La produzione di plastica mondiale è aumentata di venti volte dal 1964, raggiungendo le 314 mila tonnellate nel 2014 e questi numeri sono destinati a duplicare nei prossimi vent’anni e a quadruplicare entro il 2050. Inoltre, i nostri mari sono ulteriormente colpiti dal riscaldamento globale che provoca lo scioglimento dei ghiacciai e da una pesca eccessiva. La Terra è anche chiamata Pianeta blu perché l’acqua ricopre il 70% della superficie terrestre ed è assurdo immaginare la Terra e la vita stessa senza la presenza dei mari e degli oceani.

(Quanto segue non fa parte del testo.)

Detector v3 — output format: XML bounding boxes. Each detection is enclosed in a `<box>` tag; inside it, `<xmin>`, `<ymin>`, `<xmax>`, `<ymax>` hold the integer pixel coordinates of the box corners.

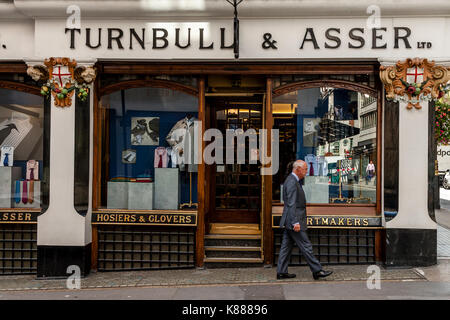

Se non vogliamo finire per vivere su delle isole galleggianti di plastica, dobbiamo necessariamente essere consapevoli di questi problemi e fare ognuno la propria parte. Gli scienziati sono già a lavoro su questo e stanno mettendo a punto una scoperta che potrebbe fare la differenza per ripulire il mare dalle microplastiche.
Sembra, infatti, che vi siano droni e satelliti in grado di scandagliare le acque e riconoscere i frammenti di plastica più grandi di 5 mm, distinguendoli da altri elementi grazie allo spettro che le plastiche emettono. Accanto al lavoro dei ricercatori del team britannico del Plymouth Marine Laboratory, i governi stessi dovrebbero ridurre al minimo la produzione di plastica, poiché non basta tassare le buste per scoraggiarne l’utilizzo.
Un ruolo protagonista lo ha anche il consumatore, però, che non può rimanere ad ammirare, come Ricky, le buste di plastica che fluttuano trasportate delle onde del mare, ma deve anche attivarsi per ridurre l’acquisto di plastica e preferire materiali alternativi che possono sostituirla. Sono state introdotte le borracce in molte università per sostituire le bottigliette di plastica che ci portiamo in giro, ma anche l’utilizzo di stoviglie di carta o altri materiali biodegradabili, sacchetti riciclabili oppure prodotti che non siano avvolti nella plastica, possono essere modifiche al nostro stile di vita utili all’ambiente.
Molte associazioni si battono concretamente per salvare i nostri mari, come Greenpeace, che cerca di sensibilizzare e di contrastare i crimini ambientali e quelli marini. È possibile sostenere Greenpeace attraverso una donazione o donando il 5×1000 sul sito.
Inoltre, un gruppo di volontari di tutte le età e nazionalità, ha dato vita al progetto “4ocean”, con l’obiettivo comune di ripulire l’oceano dai rifiuti plastici. È possibile sostenere il loro progetto ambizioso attraverso l’acquisto di un braccialetto completamente green, perché costituito da uno spago blu impreziosito da alcune perle di vetro trasparente.
Proteggere il mare con consapevolezza, intelligenza e un aiuto economico a chi se ne occupa è nostro dovere e sono tanti i modi in cui possiamo contribuire, soprattutto ora che nella fase 3 torneremo ad avere ancora più libertà di movimento e, quindi, torneremo a guardarlo e viverlo più intensamente con l’arrivo dell’estate.
La stessa libertà deve essere concessa alle specie che popolano il mare e il nostro compito è preservarle, apprezzando l’ondeggiare dell’oceano senza che la sua bellezza sia inquinata dai movimenti altrettanto fluidi, ma molto più dannosi, di una busta di plastica.